So I'm trying to understand the fundamentals of perspective projection for 3D graphics and I'm getting stuck. I'm trying to avoid matrices at the moment to try and make things easier for understanding. This is what I've come up with so far:
First I imagine I have a point coming in with screen (pixel) coordinates of x: 200, y: 600, z: 400
. The z amount in this context represents the distance, in pixels, from the projection plane or monitor (this is just how I'm thinking of it). I also have a camera that I'm saying is 800 pixels from the projection plane/monitor (on the back side of the projection plane/monitor), so that acts as the focal length of the camera.

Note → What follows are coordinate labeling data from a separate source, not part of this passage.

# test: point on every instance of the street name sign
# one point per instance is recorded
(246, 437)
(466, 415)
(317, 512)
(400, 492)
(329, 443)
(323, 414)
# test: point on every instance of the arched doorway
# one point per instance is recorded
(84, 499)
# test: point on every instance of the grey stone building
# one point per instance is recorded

From my understanding, first I find the total z distance of the point 200, 600 by adding its z to the camera's focal length (400 + 800), which gives me a total z distance of 1200. Then, if I wanted to find the projected point of these coordinates I just need to multiply each coordinate (x & y) by (focal_length/z_distance) or 800/1200 which gives me the projected coordinates x: 133, y: 400
.
Now, from what I understand, openGL expects me to send my point down in clips space (-1 to 1) so I shouldn't send my pixel values down as 200, 600. I would have to normalize my x and y coordinates to this -1 to 1 space first. So I normalize my x & y values like so:
xNorm = (x / (width/2)) - 1;
yNorm = (y / (height/2)) - 1;
This gives me normalized values of x: -.6875, y: -.0625
. What I'm unsure of is what my Z would need to be if openGL is going to eventually divide these normalized values by it. I know aspect ratio probably needs to be entered into the equation but not sure how.